Except for a small, intelligent and committed group of Las Vegans, courtesy, when it comes to hearing the promise and potential of our university, has been in short supply. No one was really interested in what UNLV could mean for the growth of Southern Nevada and, frankly, very few at UNLV figured out that what it needed in order to grow was a community that would embrace it.
That brings us to 2014. Six years after the Great Recession knocked our city and state for a loop to beat all loops, the issue of UNLV and what it could mean for Southern Nevada is front and center. And it comes to that status at a time when everyone — those who were here way back when and those who have just decided to make Las Vegas home — understands full well that as UNLV goes, so goes this community.
That is why one of Snyder’s most significant campaign stops was his visit last week with the Las Vegas Metro Chamber of Commerce.
So, what was he talking to the business types about?
How making UNLV a top-tier academic institution will also make Southern Nevada a top-tier economic powerhouse. It’s a shame that it took this long and such a traumatic economic event to get people who care about our economy and higher education on the same page, but here we are.
Snyder’s other priorities are a stadium on the campus and a top-rated medical school that belongs to UNLV. The facts will prove that both of those efforts, together with Tier-1 academic status, are part and parcel to a growing, prospering and flourishing Southern Nevada.
Cue the chorus of naysayers.
It is telling that Snyder’s speech was in the heart of the lion’s den. By that I mean that, in past years, one of the least likely components of this community to step up to make sure UNLV grows to the top of its game was the Chamber of Commerce.

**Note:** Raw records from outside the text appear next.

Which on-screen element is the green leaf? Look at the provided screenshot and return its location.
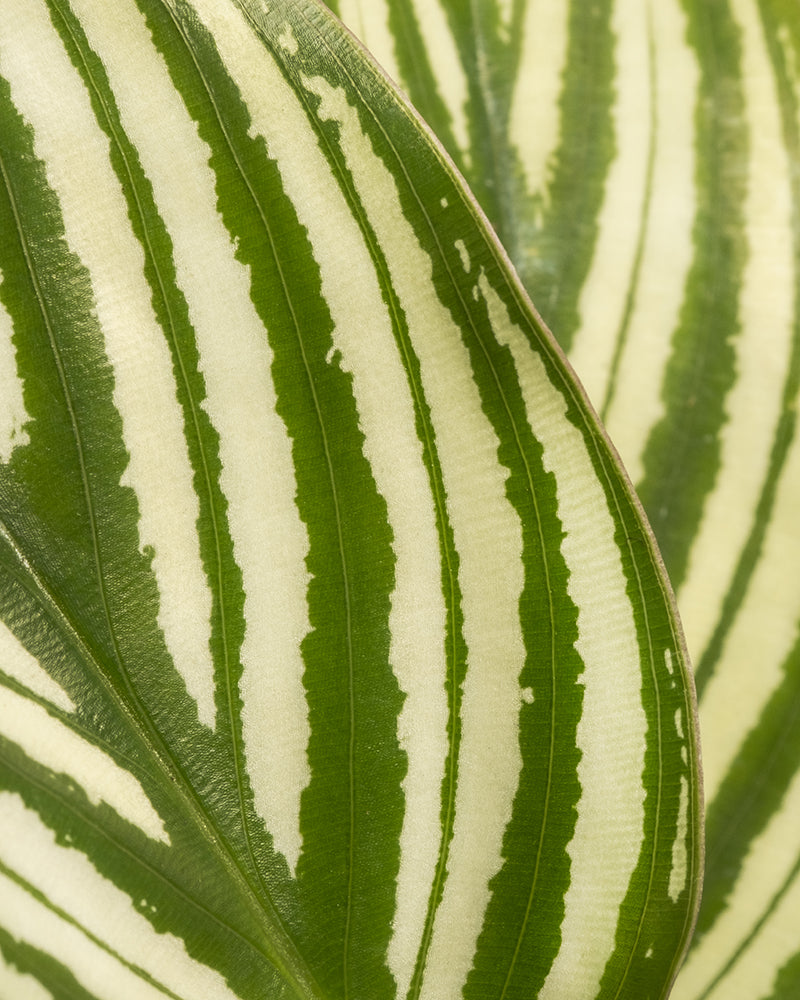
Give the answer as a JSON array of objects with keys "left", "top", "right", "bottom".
[
  {"left": 0, "top": 0, "right": 701, "bottom": 1000},
  {"left": 340, "top": 0, "right": 800, "bottom": 1000}
]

The “just say no” to anything that sounded like an investment of their own money toward the community was either front and center or, more to the point, hiding well behind the scenes in scuttling any effort to raise the funds necessary to invest in our future.
That was then. Today, even the once-upon-a-time skinflints at the chamber realize that their future, the future of their businesses and their community’s future is inextricably tied to our city and state’s ability to make the investments required to grow. The Chamber of Commerce is finally (thankfully) acting like a grown-up chamber of commerce and I, for one, am happy to acknowledge that rite of passage.

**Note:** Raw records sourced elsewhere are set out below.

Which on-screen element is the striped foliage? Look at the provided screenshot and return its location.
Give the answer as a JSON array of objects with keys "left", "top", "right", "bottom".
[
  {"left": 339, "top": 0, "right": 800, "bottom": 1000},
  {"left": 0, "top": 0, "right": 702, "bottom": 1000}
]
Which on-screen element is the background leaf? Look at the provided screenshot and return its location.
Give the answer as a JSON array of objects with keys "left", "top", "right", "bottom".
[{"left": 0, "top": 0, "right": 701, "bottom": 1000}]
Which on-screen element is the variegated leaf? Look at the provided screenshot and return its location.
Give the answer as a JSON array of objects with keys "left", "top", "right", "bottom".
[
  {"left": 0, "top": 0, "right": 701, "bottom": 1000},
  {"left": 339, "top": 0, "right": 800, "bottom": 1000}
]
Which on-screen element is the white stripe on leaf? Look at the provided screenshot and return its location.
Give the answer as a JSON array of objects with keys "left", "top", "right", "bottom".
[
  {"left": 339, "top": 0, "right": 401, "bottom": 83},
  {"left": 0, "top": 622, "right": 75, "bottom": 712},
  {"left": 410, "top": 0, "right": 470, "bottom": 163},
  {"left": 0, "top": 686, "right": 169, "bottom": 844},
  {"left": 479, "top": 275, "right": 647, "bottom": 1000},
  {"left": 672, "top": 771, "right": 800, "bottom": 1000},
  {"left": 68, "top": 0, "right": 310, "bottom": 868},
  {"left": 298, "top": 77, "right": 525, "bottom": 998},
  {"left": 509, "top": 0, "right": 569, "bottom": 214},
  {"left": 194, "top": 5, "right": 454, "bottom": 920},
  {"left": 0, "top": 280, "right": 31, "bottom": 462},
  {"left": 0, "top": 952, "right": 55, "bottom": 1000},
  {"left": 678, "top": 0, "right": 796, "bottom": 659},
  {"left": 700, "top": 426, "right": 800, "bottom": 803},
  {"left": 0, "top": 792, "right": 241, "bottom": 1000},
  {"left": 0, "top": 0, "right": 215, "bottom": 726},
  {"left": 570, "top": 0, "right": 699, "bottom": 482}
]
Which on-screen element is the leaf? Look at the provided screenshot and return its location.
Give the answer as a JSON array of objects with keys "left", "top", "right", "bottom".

I may seem a bit harsh, and maybe it’s a bit simplistic to lay so much of the blame on the Chamber of Commerce for the backward attitudes that have permeated this state. But I don’t think so.
What I really am is thrilled that Snyder could be received so well by the very people who hold the future of our region in their hands. The business community has always had the opportunity to help good things happen. They now appear enlightened to the possibilities that education empowers. By the way, this is not just a higher education issue but, probably more importantly, a K-12 opportunity to excel.
It’s not surprising that there was an abundance of negative comments, both from the public and some skeptics in the Fourth Estate, about the UNLV vision proposed by Snyder. There is some good reason for them because we have been here before and one can rightly wonder just how many times we have to hear the same thing over and over again before we do something about out predicament.
But some people are so cynical, they oppose any hope and vision for UNLV to excel. Those are the people and the comments that must be ignored if we are to grow forward.
Snyder talked about the aspirations of our community and our university. You can throw in the aspirations of the individuals in Southern Nevada who call this home and who want their lives and the lives of their families to be better tomorrow than they are today.
Aspiration is good but it does not come cheap. It takes hard work to make our dreams come true. Many of those dreams were challenged greatly when the crash came in 2008 but here we are, six years later, and it is time to dream again and to grow toward the future. It is time that we aspire to great things and to no longer be satisfied with mediocrity.
I’m grateful that the Chamber of Commerce has joined UNLV and so many Nevada families in embracing this dream.
And that is where the perspiration comes in. Many Nevadans who roll up their sleeves and go to work every day, expecting the rest of us to jump in and do our part. Don Snyder is asking us to jump.
To which every well-intentioned Las Vegan should ask, “how high?”
Brian Greenspun is publisher and editor of the Las Vegas Sun.